A halvening (or halving) is a deflationary blockchain event where the block subsidies or rewards received for validating transactions decrease by half. It is significant in the sense that it reduces the rate of supply coming into circulation, and thus increases scarcity by bringing fewer and fewer units of coins/tokens into existence. These events are programmed directly into the code and made known in advance for all, it’s public knowledge. For instance, Bitcoin rewards are programmed to decrease every four years more or less. Block rewards are currently 6.25 BTCs per block (900 BTCs daily), down from 12.5 BTCs (1800 BTCs) since 2020. The rewards will continue to decrease every four years like this until the last Bitcoin is mined in approximately 2140. Halvings have the added benefit of making the emission schedule more predictable, as the circulating time can be estimated at any point in time. This can allow the determination of token valuation with accuracy. It’s a design feature of nearly all cryptocurrencies that are not pre-mined that the staking or mining rewards decrease over time.

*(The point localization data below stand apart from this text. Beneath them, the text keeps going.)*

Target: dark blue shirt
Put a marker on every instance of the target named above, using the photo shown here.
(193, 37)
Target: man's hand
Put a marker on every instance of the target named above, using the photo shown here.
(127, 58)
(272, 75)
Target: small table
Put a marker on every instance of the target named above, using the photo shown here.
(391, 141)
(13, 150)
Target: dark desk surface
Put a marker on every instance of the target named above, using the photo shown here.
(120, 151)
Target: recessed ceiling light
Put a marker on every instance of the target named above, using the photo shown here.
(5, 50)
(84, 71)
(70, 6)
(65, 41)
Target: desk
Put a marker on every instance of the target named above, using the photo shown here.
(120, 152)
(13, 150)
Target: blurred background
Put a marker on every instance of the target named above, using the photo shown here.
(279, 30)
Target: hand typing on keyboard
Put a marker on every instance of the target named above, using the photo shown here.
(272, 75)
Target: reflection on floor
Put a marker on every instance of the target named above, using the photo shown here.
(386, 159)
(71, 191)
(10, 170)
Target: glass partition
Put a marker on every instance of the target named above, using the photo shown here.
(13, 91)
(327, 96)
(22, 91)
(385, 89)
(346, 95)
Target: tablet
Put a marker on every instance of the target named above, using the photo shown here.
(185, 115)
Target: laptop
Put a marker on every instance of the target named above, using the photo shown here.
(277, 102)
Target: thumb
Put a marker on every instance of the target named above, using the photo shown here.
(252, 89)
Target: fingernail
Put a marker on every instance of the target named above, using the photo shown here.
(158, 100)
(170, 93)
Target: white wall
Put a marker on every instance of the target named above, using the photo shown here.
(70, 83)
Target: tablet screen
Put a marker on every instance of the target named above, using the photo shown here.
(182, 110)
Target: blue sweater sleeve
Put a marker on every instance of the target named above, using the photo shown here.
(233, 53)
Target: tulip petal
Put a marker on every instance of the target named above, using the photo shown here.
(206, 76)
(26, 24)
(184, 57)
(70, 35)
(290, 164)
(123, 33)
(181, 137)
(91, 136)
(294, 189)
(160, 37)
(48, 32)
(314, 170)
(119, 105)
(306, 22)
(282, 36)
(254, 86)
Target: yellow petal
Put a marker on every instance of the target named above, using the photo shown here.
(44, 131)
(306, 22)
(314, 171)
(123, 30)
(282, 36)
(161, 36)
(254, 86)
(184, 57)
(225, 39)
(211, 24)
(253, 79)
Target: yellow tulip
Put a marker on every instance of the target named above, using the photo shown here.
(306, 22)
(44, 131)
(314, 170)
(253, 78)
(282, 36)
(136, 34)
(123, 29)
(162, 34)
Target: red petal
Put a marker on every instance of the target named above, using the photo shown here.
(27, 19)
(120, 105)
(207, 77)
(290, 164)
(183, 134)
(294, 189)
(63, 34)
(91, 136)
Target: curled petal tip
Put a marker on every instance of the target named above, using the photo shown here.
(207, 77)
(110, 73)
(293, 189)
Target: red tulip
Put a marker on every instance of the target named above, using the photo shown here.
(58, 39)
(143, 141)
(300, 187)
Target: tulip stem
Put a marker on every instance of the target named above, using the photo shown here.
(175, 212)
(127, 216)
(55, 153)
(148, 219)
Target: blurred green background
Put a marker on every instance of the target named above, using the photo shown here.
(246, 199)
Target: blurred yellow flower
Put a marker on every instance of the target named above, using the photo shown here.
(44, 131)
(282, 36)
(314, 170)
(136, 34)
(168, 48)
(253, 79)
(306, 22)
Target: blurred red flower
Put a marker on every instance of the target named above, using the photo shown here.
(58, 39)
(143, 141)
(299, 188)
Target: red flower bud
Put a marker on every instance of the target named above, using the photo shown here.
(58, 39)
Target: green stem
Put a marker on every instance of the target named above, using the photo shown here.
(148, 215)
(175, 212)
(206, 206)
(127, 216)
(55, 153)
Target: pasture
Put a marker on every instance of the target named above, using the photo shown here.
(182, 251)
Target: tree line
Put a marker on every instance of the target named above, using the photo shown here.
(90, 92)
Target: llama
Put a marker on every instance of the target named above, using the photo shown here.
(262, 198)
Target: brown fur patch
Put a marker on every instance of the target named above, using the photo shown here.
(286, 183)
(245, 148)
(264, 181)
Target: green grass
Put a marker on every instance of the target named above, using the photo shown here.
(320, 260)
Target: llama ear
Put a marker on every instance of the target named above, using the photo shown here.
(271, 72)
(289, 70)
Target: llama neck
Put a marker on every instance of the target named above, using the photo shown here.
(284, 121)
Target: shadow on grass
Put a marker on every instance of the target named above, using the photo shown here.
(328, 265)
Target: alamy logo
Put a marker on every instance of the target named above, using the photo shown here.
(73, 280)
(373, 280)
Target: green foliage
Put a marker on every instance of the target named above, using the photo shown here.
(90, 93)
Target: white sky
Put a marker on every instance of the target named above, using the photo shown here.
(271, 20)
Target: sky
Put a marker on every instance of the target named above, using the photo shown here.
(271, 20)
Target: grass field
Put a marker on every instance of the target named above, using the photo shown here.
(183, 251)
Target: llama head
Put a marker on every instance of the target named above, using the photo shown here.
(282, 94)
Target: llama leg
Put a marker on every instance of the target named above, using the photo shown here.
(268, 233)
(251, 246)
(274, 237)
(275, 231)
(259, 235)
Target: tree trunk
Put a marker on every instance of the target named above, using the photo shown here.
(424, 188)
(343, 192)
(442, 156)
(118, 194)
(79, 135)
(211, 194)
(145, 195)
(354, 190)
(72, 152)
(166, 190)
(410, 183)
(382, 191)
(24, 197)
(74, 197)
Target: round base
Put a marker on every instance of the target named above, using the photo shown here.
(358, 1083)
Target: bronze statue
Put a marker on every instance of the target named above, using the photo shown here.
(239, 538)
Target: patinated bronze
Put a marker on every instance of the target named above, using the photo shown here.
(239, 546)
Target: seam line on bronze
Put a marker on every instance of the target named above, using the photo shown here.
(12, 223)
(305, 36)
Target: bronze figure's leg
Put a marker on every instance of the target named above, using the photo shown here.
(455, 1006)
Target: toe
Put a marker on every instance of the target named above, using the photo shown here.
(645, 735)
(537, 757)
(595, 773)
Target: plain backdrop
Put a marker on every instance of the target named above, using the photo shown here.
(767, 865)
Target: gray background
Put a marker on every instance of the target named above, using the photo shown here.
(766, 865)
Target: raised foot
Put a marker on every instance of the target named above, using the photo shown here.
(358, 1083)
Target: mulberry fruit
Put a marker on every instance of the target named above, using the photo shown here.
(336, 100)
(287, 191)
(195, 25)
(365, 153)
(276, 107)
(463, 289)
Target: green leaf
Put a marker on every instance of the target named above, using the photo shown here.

New projects are often designed to bring only the minimum viable supply required at launch into circulation, in order to increase its initial value.Bitcoin’s 2020 halving was its third, following the mining reductions in 2016 and 2012. Each halving was followed by a strong price increase due to increased scarcity and a tightening of supply from miners. Other notable halvings include that of altcoins Bitcoin Cash and Litecoin. The next Bitcoin halving is scheduled for March 2024 and will see mining rewards fall to a mere 3.125 BTC per block.

#5 - Oversold / Overbought

Oversold is a term used to indicate that an asset such as Bitcoin is trading at a price lower than its true value. Oversold is the opposite of overbought. Therefore, whether an asset is treading the oversold region is subjective since analysts employ different analysis tools.An oversold occurrence has no known reversal period. However, technical indicators measure a cryptocurrency asset's oversold status. Moreover, the indicators provide estimates of when the condition is likely to reverse. In most cases, the reversal date is based on “if” conditions. For example, analysts may observe that a shift will only happen if a certain price level, often called a support level, is reached.Common technical indicators used to indicate an oversold condition include the relative strength index (RSI) and Bollinger bands. The RSI indicator uses a momentum oscillator to evaluate the speed and price fluctuation. On the other hand, Bollinger bands consist of lower, middle, and upper bands.The middle band taps into an asset’s moving average while the lower and upper bands record standard price deviations  with respect to the middle band. An oversold condition occurs when the values shift towards the upper band. Apart from technical indicators, an oversold condition can also be revealed using fundamental analysis. Fundamental indicators rely on current and past prices.